Dícese vulgarmente que cuando pelean los compadres se descubren las verdades; pero lo que no todos saben es cómo pelean los compadres por estos trigos de los Andes venezolanos.
El compadrazgo es un vínculo muy estrecho entre nosotros. El parentesco espiritual que, a virtud del sacramento del bautismo, contraen los padrinos con el bautizado y los padres de éste, llega a ser considerado por nuestros sencillos labriegos hasta de mayor fuerza que el parentesco de la sangre.
Entre primos y parientes suele haber las de San Quintín en los velorios, convites y demás ocasiones semejantes, en que el pícaro licor saca de sus casillas al más quieto; pero entre compadres son raros los encuentros, y cuando ocurren precede una ceremonia por extremo curiosa.
En cierta ocasión, regresaban de la ciudad de las nieves y las flores, después del mercado, dos robustos hijos del campo; e iban a medio palo, acompañados de parte de sus respectivas familias, platicando y cantando alegremente por efecto de las libaciones de ordenanza.

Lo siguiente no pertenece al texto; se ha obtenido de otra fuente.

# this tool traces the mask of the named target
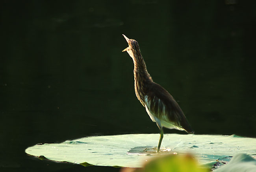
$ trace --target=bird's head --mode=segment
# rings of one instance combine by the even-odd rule
[[[128,43],[128,47],[122,51],[126,51],[133,59],[135,58],[138,54],[140,54],[140,51],[138,42],[134,39],[129,39],[126,36],[122,35]]]

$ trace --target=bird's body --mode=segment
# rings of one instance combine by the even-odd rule
[[[173,97],[161,86],[153,81],[147,70],[146,63],[137,42],[123,35],[129,44],[129,46],[123,51],[128,53],[134,65],[134,74],[136,95],[160,130],[157,149],[158,152],[163,137],[163,126],[184,130],[189,133],[193,133],[193,131]]]

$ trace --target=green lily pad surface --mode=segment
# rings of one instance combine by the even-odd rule
[[[158,155],[152,150],[157,146],[159,137],[158,134],[93,136],[58,144],[36,145],[25,152],[50,160],[86,166],[141,167],[155,156],[152,156]],[[143,153],[147,148],[150,151]],[[256,139],[236,135],[165,134],[161,148],[161,154],[158,155],[189,153],[200,163],[213,165],[218,159],[238,154],[246,154],[255,158]]]

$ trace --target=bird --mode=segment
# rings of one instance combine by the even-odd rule
[[[128,44],[122,51],[126,51],[134,64],[134,88],[138,99],[145,108],[151,120],[156,123],[160,137],[156,152],[159,153],[163,138],[163,127],[185,130],[189,134],[194,131],[183,112],[172,95],[160,84],[154,82],[148,72],[146,63],[141,53],[139,44],[134,39],[122,34]]]

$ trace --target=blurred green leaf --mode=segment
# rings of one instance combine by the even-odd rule
[[[90,137],[59,144],[36,145],[25,152],[33,156],[44,156],[48,159],[59,162],[130,167],[141,167],[145,162],[161,154],[188,153],[193,155],[200,164],[208,167],[219,166],[218,163],[222,163],[216,160],[224,161],[222,159],[237,154],[256,154],[255,138],[234,135],[176,134],[164,135],[162,152],[157,154],[154,150],[159,137],[158,134]],[[230,159],[226,159],[225,161]]]

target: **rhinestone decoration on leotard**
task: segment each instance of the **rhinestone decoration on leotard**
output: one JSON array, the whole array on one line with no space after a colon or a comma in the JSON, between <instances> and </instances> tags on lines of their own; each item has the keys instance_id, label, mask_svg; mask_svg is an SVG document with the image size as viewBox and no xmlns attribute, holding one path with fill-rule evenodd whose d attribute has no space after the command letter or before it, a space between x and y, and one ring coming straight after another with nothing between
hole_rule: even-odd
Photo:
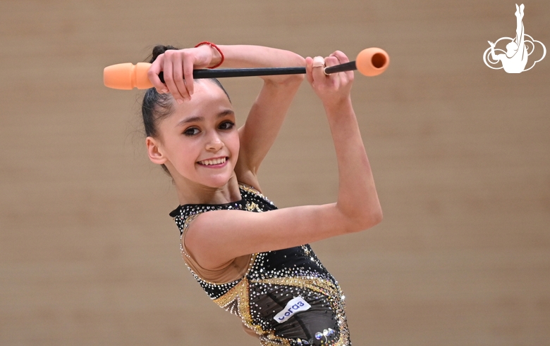
<instances>
[{"instance_id":1,"label":"rhinestone decoration on leotard","mask_svg":"<svg viewBox=\"0 0 550 346\"><path fill-rule=\"evenodd\" d=\"M181 235L203 212L221 210L263 212L276 209L254 188L240 184L239 189L242 199L237 202L181 205L170 213ZM262 346L351 345L340 286L309 245L254 254L245 276L230 283L207 281L188 268L216 304L238 316L247 328L258 335ZM275 321L274 317L297 297L312 307L283 323Z\"/></svg>"}]
</instances>

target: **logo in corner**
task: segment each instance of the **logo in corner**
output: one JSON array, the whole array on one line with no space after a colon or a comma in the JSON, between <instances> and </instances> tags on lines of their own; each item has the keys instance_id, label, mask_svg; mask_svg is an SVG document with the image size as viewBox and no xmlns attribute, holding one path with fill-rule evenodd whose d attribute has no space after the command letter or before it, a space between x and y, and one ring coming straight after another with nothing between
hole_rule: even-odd
<instances>
[{"instance_id":1,"label":"logo in corner","mask_svg":"<svg viewBox=\"0 0 550 346\"><path fill-rule=\"evenodd\" d=\"M503 68L504 71L508 73L521 73L523 71L531 70L537 63L544 58L546 55L546 47L540 41L537 41L525 34L522 21L525 8L523 4L520 6L518 6L517 4L515 5L515 38L501 37L495 43L491 41L488 41L491 46L483 53L483 62L488 67L494 70ZM506 46L506 51L495 48L501 41L503 41L503 43L508 42ZM528 68L525 68L529 56L534 51L535 43L539 44L542 47L542 56L539 60L533 61ZM499 66L499 63L501 63L501 66L491 66L491 65Z\"/></svg>"}]
</instances>

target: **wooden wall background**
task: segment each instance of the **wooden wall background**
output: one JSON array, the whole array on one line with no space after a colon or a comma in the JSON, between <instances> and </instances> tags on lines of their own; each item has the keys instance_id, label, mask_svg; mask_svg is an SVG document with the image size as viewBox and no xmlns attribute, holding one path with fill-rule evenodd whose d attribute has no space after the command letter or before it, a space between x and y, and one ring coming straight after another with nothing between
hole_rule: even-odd
<instances>
[{"instance_id":1,"label":"wooden wall background","mask_svg":"<svg viewBox=\"0 0 550 346\"><path fill-rule=\"evenodd\" d=\"M550 48L550 2L525 2ZM354 345L550 345L550 56L483 63L515 34L508 1L0 1L0 344L254 345L181 259L169 179L148 162L141 93L102 69L202 40L391 64L353 89L385 212L313 245ZM243 115L255 78L226 80ZM335 200L306 83L261 172L280 207Z\"/></svg>"}]
</instances>

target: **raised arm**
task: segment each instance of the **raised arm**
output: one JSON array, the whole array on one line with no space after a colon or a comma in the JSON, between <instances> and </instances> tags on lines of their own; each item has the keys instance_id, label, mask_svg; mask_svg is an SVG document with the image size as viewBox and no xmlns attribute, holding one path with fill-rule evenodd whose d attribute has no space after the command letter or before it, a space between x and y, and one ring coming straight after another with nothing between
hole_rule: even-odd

Quién sabe qué chanzoneta muy pesada le diría el uno al otro, o qué cuenta atrasada tendrían pendiente, es el caso que empezaron a insultarse de lo lindo, sin que valiese la prudente mediación de las atribuladas mujeres, llegando al punto de plantarse en la mitad del camino en actitud de pelear; pero ¡cosa sorprendente! aquellos hombres, que se habían ultrajado de palabras en grado máximo, que echaban espumarajos de cólera por la boca y llamaradas de ira por los ojos, que tenían erizado el pelo y demudados los rostros por el furor; en el instante crítico en que se iban a precipitar simultáneamente uno contra otro, de súbito se contienen como sofrenados por una fuerza invisible y poderosa, acabando por hacer un gesto de impotencia y cruzarse de brazos. ¡Habían recordado que eran compadres!...
Como para todo hay remedio en la vida, menos para la muerte, el más ofendido se revistió de aparente calma, y acercándose al compañero le dijo:
—Compadre, deme acá su sombrero, que aquí está el mío.
—Está dicho, compadre.
Y en el acto pusieron los sombreros a un lado del camino, uno dentro del otro, declarando con solemnidad que allí dejaban el compadrazgo por un rato, considerándose entre tanto desligados del parentesco y en libertad de romperse la crisma sin sacrilegio alguno, como lo hicieron desde luego con terrible bravura.
Tocóle la peor parte al que propuso depositar el compadrazgo, y cuando iba de para atrás en la riña, atarantado a puñetazos, corrió hacia donde estaban los sombreros, aprovechándose de un respiro, se puso en el acto el que le pertenecía y le dio el otro al contendor, diciéndole:
—Compadre, póngase otra vez el sombrero, porque yo no peleo más.
Y así terminó la gresca, siguiendo su camino uno y otro tan amigos y compadres como antes.
Desde que supimos tal especie, tenemos por regla de conducta que los asuntos entre compadres deben arreglarse siempre con el sombrero puesto, y así no habrá riesgo de que la cosa pueda terminar en puños!